Mahasiswa
Pendidikan

Antoine Ripoll Bicara di Unhas, Mahasiswa Diajak Memahami Diplomasi Parlementer Lintas Kawasan ASEAN

KULIAH TAMU - Antoine Ripoll, Minister Counsellor for Parliamentary Affairs EU Delegation to ASEAN, membawakan kuliah tamu bertema diplomasi parlementer bersama Delegasi Uni Eropa untuk ASEAN di Asrjad Rasjid LT, Kampus Unhas Tamalanrea, Makassar, Rabu (10/6/2026). (Unhas TV/Zahra Tsabita Sucheng)

MAKASSAR, UNHAS.TV — Universitas Hasanuddin menggelar kuliah tamu bertema diplomasi parlementer bersama Delegasi Uni Eropa untuk ASEAN, Rabu (10/6/2026).

Kegiatan ini menghadirkan Antoine Ripoll, Minister Counsellor for Parliamentary Affairs EU Delegation to ASEAN, sebagai pembicara utama.

Kuliah tamu tersebut berlangsung di Kampus Unhas Tamalanrea dan diselenggarakan melalui International Office Universitas Hasanuddin.

Forum akademik ini mengangkat tema “Parliamentary Diplomacy as Practiced by the European Parliament and Its Implementation in Indonesia and Southeast Asia.”

Puluhan mahasiswa, dosen, dan akademisi hadir dalam kegiatan tersebut. Mereka mengikuti pemaparan mengenai praktik diplomasi parlementer yang dijalankan Parlemen Eropa serta relevansinya dalam kerja sama antara Uni Eropa, Indonesia, dan negara-negara Asia Tenggara.

Dalam pemaparannya, Ripoll menjelaskan bahwa diplomasi parlementer tidak hanya berkaitan dengan hubungan formal antarparlemen.

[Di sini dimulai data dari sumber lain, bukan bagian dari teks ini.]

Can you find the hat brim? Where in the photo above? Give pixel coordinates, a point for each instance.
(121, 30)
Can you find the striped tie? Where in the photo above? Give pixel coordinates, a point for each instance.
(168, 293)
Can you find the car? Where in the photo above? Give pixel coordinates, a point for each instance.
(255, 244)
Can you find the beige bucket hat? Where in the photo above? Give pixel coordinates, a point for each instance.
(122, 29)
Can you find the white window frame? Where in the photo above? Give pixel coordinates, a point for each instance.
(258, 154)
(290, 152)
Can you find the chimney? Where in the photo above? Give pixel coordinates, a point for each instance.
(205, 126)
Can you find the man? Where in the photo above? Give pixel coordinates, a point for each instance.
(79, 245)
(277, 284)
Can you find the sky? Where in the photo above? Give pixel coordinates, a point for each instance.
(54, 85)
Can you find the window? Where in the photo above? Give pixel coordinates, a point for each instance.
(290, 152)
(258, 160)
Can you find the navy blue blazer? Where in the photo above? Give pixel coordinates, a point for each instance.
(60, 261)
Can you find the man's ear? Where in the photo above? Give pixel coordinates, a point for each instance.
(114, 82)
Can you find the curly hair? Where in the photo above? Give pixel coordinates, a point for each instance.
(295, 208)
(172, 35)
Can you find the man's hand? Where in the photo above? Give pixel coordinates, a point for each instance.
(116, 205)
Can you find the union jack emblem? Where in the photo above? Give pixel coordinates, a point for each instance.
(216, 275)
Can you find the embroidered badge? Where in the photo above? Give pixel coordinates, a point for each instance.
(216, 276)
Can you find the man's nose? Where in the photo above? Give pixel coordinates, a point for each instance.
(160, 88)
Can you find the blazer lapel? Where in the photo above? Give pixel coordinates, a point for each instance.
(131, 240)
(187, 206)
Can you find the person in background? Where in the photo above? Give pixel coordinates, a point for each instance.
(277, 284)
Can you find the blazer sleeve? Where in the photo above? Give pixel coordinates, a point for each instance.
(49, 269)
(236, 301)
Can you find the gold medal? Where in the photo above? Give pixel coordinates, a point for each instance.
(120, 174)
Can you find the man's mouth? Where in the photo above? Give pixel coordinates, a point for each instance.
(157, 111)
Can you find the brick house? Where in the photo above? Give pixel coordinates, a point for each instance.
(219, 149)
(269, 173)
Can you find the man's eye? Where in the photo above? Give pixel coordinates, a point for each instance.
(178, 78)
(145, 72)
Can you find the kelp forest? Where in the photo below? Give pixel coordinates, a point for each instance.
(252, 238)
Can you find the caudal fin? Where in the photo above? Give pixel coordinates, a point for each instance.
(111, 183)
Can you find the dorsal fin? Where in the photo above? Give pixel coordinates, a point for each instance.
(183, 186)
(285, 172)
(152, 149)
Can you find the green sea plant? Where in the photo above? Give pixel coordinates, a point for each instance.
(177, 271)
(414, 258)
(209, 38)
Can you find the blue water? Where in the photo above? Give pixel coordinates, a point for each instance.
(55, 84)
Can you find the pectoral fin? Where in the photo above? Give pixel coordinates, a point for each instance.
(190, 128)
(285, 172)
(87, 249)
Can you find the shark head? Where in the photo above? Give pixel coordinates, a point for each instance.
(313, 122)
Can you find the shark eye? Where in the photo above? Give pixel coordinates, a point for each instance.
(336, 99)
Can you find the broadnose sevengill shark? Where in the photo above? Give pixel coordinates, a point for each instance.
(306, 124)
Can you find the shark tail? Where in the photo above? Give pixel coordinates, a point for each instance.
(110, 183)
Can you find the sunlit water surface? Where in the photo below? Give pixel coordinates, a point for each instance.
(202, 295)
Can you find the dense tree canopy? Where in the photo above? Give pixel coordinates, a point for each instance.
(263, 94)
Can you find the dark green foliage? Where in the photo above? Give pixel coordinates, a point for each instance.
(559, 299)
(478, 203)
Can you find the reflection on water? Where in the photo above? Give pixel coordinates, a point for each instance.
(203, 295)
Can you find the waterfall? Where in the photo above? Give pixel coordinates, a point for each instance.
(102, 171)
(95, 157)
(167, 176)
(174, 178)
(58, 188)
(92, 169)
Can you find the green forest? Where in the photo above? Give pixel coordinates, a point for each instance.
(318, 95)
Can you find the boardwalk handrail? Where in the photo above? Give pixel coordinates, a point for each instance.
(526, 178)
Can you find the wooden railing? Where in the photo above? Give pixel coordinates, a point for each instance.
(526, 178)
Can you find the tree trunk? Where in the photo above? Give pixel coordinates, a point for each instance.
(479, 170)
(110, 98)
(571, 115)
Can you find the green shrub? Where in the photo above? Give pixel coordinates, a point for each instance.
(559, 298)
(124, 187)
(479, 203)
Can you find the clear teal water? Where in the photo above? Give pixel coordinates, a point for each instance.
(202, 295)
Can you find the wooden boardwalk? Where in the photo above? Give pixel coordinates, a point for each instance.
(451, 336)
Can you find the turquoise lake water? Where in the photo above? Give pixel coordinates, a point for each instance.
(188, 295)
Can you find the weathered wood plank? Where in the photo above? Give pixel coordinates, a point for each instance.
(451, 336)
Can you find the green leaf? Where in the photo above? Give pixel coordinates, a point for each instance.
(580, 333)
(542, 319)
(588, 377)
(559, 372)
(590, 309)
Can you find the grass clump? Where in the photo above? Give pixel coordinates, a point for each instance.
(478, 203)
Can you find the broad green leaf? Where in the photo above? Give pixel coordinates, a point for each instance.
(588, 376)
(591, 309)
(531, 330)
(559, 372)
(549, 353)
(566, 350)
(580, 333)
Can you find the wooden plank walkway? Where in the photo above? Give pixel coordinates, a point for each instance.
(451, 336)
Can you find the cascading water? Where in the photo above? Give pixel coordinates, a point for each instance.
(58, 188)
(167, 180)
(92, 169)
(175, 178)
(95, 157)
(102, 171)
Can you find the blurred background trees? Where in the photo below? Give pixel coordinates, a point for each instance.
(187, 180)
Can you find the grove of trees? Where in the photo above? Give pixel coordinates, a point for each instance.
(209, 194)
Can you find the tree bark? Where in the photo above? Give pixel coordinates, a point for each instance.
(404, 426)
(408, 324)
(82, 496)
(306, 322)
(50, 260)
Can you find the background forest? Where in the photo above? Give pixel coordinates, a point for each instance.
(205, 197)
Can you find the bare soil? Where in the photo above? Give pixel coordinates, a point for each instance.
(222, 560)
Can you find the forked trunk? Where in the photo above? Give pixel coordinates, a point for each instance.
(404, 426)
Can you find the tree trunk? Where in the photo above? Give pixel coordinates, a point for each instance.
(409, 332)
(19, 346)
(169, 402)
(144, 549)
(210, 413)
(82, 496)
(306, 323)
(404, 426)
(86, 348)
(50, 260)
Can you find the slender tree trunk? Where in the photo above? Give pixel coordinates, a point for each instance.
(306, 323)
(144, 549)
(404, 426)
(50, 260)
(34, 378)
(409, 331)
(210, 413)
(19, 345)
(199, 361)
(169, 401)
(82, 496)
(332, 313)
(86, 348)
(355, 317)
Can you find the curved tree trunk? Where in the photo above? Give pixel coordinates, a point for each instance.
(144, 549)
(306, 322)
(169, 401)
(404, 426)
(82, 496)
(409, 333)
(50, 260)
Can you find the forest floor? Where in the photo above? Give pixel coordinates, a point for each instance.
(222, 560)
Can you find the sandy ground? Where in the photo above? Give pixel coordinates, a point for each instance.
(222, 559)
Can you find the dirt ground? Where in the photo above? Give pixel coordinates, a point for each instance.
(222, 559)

Menurut dia, diplomasi tersebut juga menjadi ruang untuk membangun saling pengertian antara masyarakat Eropa dan Asia Tenggara melalui dialog lintas isu.

“Hari ini kami berbicara dengan para pelajar mengenai diplomasi parlemen, dan bagaimana masyarakat Eropa dan Asia Tenggara dapat saling memahami dengan lebih baik,” kata Ripoll.

Ia menyebut sejumlah isu global menjadi bagian penting dari diplomasi parlementer. Beberapa di antaranya perubahan iklim, standar sosial, tata kelola pemerintahan, serta hak asasi manusia.

Menurut Ripoll, isu tersebut membutuhkan pemahaman bersama karena memengaruhi hubungan politik, ekonomi, dan sosial antarnegara.

“Bagaimana kita bisa memastikan masyarakat dari kedua kawasan saling memahami dan berbagi nilai yang relevan,” ujarnya.

Acara ini dipandu oleh dosen Departemen Hubungan Internasional Universitas Hasanuddin, Abdul Razaq Cangara.

Diskusi juga membahas konsep, mekanisme, dan praktik diplomasi parlementer dalam konteks kawasan. Peserta mendapat gambaran mengenai cara Uni Eropa membangun komunikasi dengan negara mitra, termasuk Indonesia dan ASEAN.

Selain membahas hubungan politik, kuliah tamu ini menyinggung kerja sama di berbagai sektor. Mulai dari penguatan demokrasi, pengembangan institusi parlemen, kerja sama ekonomi, hingga isu sosial yang menjadi perhatian bersama.

Ripoll menyampaikan apresiasi kepada Universitas Hasanuddin atas penyelenggaraan kegiatan tersebut. Ia juga berterima kasih atas sambutan civitas akademika Unhas selama kunjungannya.

Melalui forum ini, Universitas Hasanuddin berharap mahasiswa dapat memperluas wawasan global. Kegiatan tersebut juga menjadi ruang akademik untuk memahami posisi diplomasi parlementer dalam hubungan internasional modern, terutama antara Uni Eropa, Indonesia, dan kawasan Asia Tenggara.